Inhoud
Cystoisosporiasis (voorheen bekend als isosporiasis) is een zeldzame parasitaire infectie van de darmen die door de Amerikaanse Centers for Disease Control and Prevention (CDC) wordt geclassificeerd als een AIDS-definiërende aandoening. De wereldwijde prevalentie is variabel, waarbij infecties het meest voorkomen in tropische of subtropische gebieden (met name het Caribisch gebied, Midden-Amerika en Zuid-Afrika).Met de komst van antiretrovirale combinatietherapie (ART) wordt cystoisosporiasis als zeldzaam beschouwd bij mensen met hiv in de ontwikkelde wereld. Af en toe zijn er echter uitbraken gemeld in de afgelopen jaren, meestal als gevolg van terugkerende reizigers of migranten uit tropische gebieden.
Oorzakelijk veroorzaker
Cystoisosporiasis wordt veroorzaakt door Cystoisospora belli (C. belli), een darmparasiet nauw verwant aan Toxoplasma gondii (T. gondii) en Cryptosporidium.
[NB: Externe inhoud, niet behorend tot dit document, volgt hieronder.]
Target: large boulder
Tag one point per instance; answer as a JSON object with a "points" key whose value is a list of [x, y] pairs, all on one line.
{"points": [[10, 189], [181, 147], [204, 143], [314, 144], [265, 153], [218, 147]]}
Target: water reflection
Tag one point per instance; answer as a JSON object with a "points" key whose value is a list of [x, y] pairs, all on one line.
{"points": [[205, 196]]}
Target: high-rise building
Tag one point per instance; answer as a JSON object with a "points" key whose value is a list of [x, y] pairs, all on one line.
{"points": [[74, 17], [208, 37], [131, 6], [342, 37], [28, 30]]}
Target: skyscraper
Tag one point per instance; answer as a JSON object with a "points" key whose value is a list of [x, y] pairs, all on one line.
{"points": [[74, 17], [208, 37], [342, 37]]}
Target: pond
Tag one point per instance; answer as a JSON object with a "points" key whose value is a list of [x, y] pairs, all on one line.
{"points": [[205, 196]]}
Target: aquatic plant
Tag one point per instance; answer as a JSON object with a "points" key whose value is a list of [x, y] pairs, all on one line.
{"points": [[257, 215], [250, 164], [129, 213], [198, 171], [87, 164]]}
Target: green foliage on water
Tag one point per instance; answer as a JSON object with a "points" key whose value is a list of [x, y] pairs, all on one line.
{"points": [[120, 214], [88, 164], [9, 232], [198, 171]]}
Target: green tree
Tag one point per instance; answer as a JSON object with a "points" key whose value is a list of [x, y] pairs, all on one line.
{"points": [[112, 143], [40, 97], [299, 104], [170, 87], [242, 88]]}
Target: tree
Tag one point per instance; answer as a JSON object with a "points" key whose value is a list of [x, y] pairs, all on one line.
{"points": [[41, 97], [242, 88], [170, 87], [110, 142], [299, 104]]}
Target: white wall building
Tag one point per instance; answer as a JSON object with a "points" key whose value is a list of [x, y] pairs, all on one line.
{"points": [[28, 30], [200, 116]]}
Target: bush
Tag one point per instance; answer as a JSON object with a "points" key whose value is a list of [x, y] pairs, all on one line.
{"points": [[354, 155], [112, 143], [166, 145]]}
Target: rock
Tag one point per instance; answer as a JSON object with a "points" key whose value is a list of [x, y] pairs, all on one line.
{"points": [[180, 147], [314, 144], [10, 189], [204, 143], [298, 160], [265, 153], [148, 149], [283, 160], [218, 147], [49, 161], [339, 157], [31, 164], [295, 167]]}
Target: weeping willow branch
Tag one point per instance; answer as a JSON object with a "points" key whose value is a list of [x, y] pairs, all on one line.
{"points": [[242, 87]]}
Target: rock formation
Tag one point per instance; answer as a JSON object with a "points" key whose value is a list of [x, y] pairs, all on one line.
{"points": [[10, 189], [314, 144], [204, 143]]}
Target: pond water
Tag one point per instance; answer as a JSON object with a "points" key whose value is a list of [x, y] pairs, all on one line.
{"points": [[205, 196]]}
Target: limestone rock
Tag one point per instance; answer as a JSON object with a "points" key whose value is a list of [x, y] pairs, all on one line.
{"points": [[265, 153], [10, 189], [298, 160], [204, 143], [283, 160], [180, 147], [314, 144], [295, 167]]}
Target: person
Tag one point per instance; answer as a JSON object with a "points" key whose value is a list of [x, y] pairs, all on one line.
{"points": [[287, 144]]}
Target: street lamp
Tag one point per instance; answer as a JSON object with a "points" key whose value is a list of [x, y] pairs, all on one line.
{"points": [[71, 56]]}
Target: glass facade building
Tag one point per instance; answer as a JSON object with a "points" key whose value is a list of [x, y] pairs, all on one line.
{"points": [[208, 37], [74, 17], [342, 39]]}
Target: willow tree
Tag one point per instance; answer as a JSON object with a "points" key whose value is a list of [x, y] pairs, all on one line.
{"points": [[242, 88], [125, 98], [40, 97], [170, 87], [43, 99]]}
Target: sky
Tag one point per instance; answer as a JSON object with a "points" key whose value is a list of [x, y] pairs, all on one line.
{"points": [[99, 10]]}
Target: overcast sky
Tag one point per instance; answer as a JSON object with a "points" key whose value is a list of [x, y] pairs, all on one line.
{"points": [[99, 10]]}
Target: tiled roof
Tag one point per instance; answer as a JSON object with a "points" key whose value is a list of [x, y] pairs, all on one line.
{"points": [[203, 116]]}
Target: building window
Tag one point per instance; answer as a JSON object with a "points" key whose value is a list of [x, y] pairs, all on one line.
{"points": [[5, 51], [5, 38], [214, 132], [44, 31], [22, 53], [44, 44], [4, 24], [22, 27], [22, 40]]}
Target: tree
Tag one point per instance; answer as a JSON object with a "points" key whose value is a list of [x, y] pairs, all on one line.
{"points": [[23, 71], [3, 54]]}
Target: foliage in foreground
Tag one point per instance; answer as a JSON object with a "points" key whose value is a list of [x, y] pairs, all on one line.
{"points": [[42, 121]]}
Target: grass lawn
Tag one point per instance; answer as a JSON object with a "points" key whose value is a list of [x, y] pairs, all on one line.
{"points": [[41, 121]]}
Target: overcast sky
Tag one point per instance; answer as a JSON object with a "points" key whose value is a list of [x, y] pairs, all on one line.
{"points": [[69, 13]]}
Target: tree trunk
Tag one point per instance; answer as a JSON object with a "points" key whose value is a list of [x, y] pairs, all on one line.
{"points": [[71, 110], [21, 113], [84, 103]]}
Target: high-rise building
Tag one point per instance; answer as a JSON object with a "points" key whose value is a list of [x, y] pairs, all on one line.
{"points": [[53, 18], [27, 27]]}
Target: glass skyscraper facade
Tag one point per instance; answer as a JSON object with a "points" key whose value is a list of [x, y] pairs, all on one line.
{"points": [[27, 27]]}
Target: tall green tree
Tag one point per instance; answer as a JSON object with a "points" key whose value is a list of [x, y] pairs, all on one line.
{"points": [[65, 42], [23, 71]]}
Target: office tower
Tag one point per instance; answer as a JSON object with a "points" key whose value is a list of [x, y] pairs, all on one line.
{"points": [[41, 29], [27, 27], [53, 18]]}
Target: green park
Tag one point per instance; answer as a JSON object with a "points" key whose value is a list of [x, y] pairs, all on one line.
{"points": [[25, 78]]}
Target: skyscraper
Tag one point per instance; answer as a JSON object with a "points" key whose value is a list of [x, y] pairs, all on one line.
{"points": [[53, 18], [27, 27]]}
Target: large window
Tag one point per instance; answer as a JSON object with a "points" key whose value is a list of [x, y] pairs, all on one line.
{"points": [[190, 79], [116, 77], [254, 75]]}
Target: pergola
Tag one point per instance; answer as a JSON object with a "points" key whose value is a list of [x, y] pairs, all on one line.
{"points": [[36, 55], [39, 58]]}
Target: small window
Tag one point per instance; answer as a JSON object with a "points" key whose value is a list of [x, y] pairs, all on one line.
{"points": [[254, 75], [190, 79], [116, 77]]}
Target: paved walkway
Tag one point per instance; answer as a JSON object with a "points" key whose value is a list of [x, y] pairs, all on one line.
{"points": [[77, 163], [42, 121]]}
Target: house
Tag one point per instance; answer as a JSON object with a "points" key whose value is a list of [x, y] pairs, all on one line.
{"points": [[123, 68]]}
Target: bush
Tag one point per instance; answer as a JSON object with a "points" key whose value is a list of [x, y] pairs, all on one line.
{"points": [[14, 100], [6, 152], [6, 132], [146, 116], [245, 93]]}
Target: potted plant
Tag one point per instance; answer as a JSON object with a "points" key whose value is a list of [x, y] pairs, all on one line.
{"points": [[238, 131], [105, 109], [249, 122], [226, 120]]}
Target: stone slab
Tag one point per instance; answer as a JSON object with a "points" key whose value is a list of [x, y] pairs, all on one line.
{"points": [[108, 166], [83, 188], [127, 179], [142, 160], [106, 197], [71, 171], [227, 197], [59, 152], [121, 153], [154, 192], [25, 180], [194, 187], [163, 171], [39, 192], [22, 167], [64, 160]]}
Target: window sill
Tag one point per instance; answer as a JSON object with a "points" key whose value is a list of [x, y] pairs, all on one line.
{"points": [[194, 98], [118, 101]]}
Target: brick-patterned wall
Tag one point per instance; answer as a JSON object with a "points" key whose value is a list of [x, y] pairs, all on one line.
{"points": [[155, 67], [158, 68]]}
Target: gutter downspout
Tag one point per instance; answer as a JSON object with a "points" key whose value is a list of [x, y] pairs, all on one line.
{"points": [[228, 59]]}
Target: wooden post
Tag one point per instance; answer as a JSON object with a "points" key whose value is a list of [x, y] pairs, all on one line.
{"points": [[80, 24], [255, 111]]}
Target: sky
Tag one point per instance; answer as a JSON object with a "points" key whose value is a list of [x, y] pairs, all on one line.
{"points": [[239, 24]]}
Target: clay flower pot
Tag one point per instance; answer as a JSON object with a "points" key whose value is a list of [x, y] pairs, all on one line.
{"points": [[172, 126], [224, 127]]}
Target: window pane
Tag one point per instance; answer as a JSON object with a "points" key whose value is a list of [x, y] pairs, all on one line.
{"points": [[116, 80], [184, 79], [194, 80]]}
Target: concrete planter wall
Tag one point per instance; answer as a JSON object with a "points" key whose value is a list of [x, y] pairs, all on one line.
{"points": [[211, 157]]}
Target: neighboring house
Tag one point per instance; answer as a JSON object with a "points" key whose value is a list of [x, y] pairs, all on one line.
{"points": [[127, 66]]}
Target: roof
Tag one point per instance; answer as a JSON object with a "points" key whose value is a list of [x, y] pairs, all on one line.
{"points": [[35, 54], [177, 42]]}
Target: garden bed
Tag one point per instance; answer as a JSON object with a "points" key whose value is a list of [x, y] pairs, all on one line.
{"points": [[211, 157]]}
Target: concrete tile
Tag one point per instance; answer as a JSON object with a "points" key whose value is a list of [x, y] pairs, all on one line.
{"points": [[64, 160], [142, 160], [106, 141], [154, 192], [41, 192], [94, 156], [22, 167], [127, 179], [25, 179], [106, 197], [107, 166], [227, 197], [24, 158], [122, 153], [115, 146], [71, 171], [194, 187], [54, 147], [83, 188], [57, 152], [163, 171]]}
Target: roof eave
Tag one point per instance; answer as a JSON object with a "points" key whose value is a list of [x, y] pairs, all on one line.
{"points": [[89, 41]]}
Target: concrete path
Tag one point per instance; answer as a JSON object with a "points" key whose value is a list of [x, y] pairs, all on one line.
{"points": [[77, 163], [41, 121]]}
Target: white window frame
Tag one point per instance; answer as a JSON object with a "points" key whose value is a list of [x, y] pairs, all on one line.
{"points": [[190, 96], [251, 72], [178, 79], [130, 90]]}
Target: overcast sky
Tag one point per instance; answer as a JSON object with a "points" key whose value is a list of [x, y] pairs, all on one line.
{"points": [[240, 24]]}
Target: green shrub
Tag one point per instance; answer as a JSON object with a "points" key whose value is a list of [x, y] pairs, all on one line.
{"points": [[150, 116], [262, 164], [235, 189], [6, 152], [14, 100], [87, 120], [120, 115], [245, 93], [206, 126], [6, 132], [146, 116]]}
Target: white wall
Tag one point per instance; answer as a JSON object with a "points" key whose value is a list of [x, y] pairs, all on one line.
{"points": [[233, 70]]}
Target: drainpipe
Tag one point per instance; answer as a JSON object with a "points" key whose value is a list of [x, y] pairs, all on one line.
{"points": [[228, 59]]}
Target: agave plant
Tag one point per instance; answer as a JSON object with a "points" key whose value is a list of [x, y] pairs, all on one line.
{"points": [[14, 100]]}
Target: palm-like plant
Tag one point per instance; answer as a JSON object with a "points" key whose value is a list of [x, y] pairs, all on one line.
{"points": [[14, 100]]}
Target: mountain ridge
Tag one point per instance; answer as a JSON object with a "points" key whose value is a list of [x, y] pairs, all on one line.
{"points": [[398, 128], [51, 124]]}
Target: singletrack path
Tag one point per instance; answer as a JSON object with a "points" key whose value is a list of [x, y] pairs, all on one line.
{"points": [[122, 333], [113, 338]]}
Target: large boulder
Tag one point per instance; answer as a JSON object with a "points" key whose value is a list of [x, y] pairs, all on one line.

(T. gondii en Cryptosporidium is de veroorzaker van twee andere AIDS-definiërende aandoeningen, respectievelijk toxoplasmose van de hersenen en cryptosporidiose.)
Wijze van overdracht
Mensen zijn de enige bekende gastheren voor C. belli, waarvan de ziekte wordt verspreid via voedsel of water dat is besmet met uitwerpselen van geïnfecteerde mensen. Overdracht via oraal-anale seks ("rimmen") is ook mogelijk.
Symptomen
Symptomen kunnen weken aanhouden en omvatten krampachtige buikpijn en overvloedige waterige diarree, vergezeld van zwakte en lichte koorts. Bij personen met een aangetast immuunsysteem kunnen deze symptomen zich ontwikkelen tot uitdroging, ondervoeding of cachexie als ze niet worden behandeld.
Bij immuuncompetente personen, C. belli infectie is vaak asymptomatisch.
Diagnose
De klinische presentatie is niet te onderscheiden van cryptosporidiose en vereist microscopisch onderzoek van het ontlastingsmonster van de patiënt (of, soms, een biopsie van de darmwand) om de diagnose te bevestigen.
Behandeling
Cystoisosporiasis wordt meestal behandeld met het op sulfa gebaseerde antibioticum, trimethoprim-sulfamethoxazol (TMP-SMZ).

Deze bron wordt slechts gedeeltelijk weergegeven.